The Cincinnati Reds Offense- A Model of Inconsistency.

On Saturday, July 6th, the Cincinnati Reds defeated the Seattle Mariners 13-4. Overall, they outscored the Mariners 16-11 in the series, not allowing more than 4 runs in any of the games. They lost the series, dropping 2 of 3 to the 40-49 Seattle Mariners. This series perfectly captures the essence of the Cincinnati Reds’ 2013 season from an offensive standpoint.

Currently, at the time of this writing, the Reds are being shut out by Brewers’ right hander Wily Peralta. Peralta entered the game with a 5-9 record and an ERA of 5.27, culminating in a WAR of -1.7. Peralta has allowed just one hit since the first inning, when Reds’ center fielder Shin-Soo Choo lead off the game with a hit. Peralta has a 6.12 ERA at home this season, the worst in the National League.

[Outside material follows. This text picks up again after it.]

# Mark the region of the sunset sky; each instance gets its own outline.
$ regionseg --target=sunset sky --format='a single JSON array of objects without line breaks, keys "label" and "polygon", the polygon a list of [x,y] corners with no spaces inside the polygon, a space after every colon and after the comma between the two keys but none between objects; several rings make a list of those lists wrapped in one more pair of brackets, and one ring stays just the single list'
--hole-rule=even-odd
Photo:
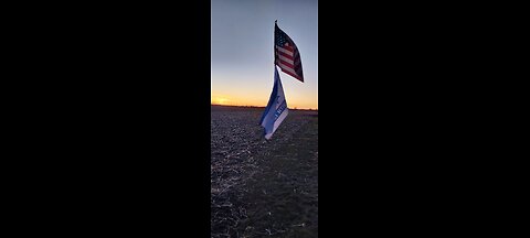
[{"label": "sunset sky", "polygon": [[318,109],[318,1],[212,0],[211,101],[266,106],[274,83],[274,21],[293,39],[301,83],[279,71],[289,108]]}]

Currently, for the 2013 season, the Reds rank 4th in the National League in runs scored with 388. Fourth in runs scored is solid, and is nothing to complain about. However, looking  at their offensive distribution, it’s clear that the Reds’ offense is as feast-or-famine as they come. They’ll score 10 runs in one game, and then go a week struggling to get 4 runs in any given game.

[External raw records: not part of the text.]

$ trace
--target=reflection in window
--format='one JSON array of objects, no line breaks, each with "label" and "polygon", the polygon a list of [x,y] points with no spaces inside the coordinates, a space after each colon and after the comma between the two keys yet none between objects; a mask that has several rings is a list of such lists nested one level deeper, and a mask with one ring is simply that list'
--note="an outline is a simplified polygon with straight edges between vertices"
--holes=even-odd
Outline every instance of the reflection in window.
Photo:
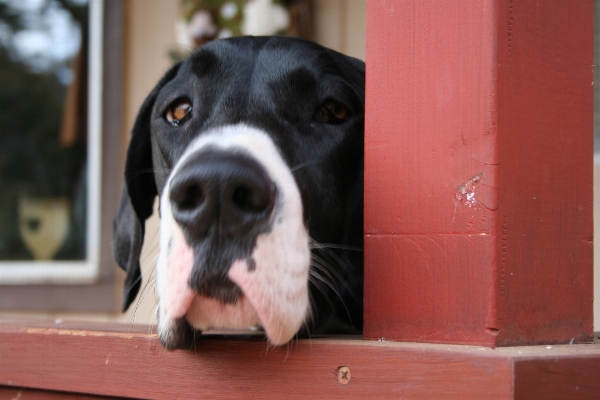
[{"label": "reflection in window", "polygon": [[86,258],[87,0],[0,0],[0,261]]}]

The Reds have been shutout 6 times this season (7 if this keeps up), and have been held to 2 or fewer runs 28 times. Further, when their pitching staff, which has kept them afloat, gives up 4-5 runs, the Reds are just 12-15. For an offense that, by the stats, “averages” more than 4 runs a game, that is a perplexing number. The truth of the matter is that the Reds’ run scored totals are inflated by the games where they score more than 10 runs, which has happened 9 times already this season. If the Reds are going to make a serious run at the world series, they will need some form of consistency with their offense.

With the run scoring potential that this lineup has, with Joey Votto, Jay Bruce, Shin Soo Choo, and Brandon Phillips all being superstar-caliber players, it’s hard to call this offense bad. The Reds offense is not bad, but is a model of inconsistency.